I hear the hum of the room, the hidden electronics, see the tiny green flash of the smoke alarm set into the ceiling. My senses strain, flailing desperately for something to hold on to.

And Elliot, who in so many ways is so different from me, says: "When people say what matters is what's on the inside, not the outside, they're right. You know that."

"I think that's probably officially the first time someone's ever said that to a person who's about to have no outside," I tell him.

"You'll have an outside. It'll be different. But you will still be you. Irritatingly, you still won't think my cartoon captions are funny."

"Irritatingly, you will still be a dick."

"And if I had the body of David Beckham-who, incidentally, I have a lot of respect for-I'd still be a dick. And I'd still love you. And I'd still be about to tell you my caption for that cartoon of that man climbing through the window-"

"Please don't."

"Point proved."

"What point is that?" I ask him.

"Switch off the lights and I'm still me, and you're still you. If you don't like what it's like afterward, we'll go and live somewhere dark and just be us, the same as we've always been. Except you'll be able to walk and you won't be about to die."

I'm going to cry.

I don't want to cry.

"Somewhere dark?"

"Yeah."

I swallow. "Like a crypt?"

"Like a house with the lights off, with very thick curtains." Believe it or not, he sounds serious.

"There are prison cells in China they call the dark cells," I tell him. "They're so small you have to crawl into them. After a few years, your hair turns white."

"I could live with white hair."

"Elliot-"

"No, listen. I mean it, Rosa."

"You'd live in the dark with me?"

"You don't change who someone is by turning off the lights."

There's a knock on the door. It opens. Elliot blinks.

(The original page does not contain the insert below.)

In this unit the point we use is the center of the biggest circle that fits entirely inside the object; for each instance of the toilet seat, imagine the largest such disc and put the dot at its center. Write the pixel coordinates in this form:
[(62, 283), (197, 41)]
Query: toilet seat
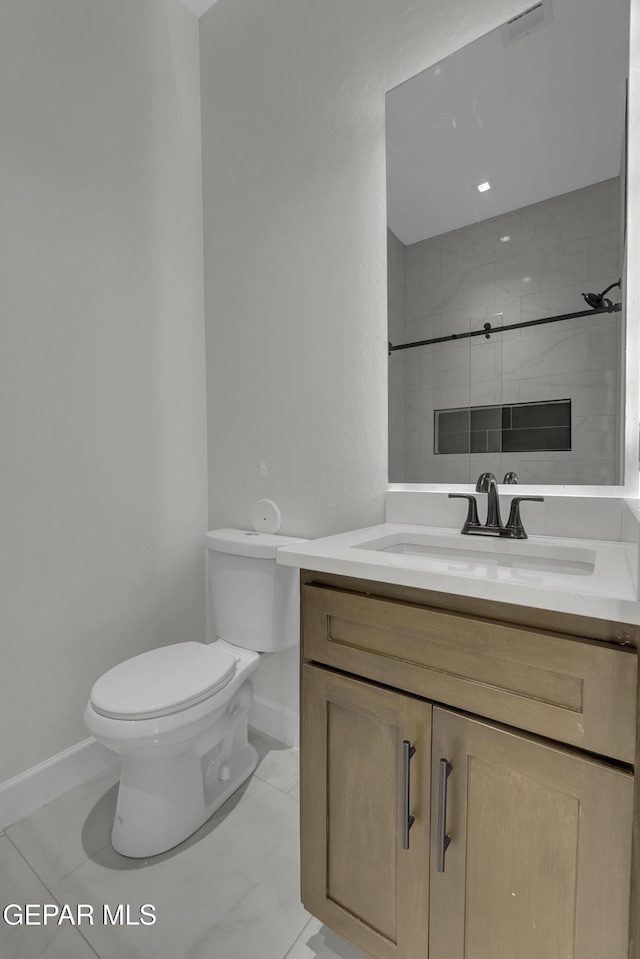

Though I don't look at the two silhouettes, I sense their presence. I'm still focusing on Elliot. His T-shirt is crumpled, his hair is a mess, but his eyes tell me none of that matters.

"So that caption?" I breathe.

His gaze doesn't flicker. Not even now, as Dad jerks awake and two figures in green smocks and loose green pants bustle in. It's Jane-her brown hair clipped back, the tiny crucifix around her neck gleaming-and her plump colleague, Drema. They pad toward me, saying words I don't hear.

"I'll tell you when you wake up. Give you something to live for." He grins.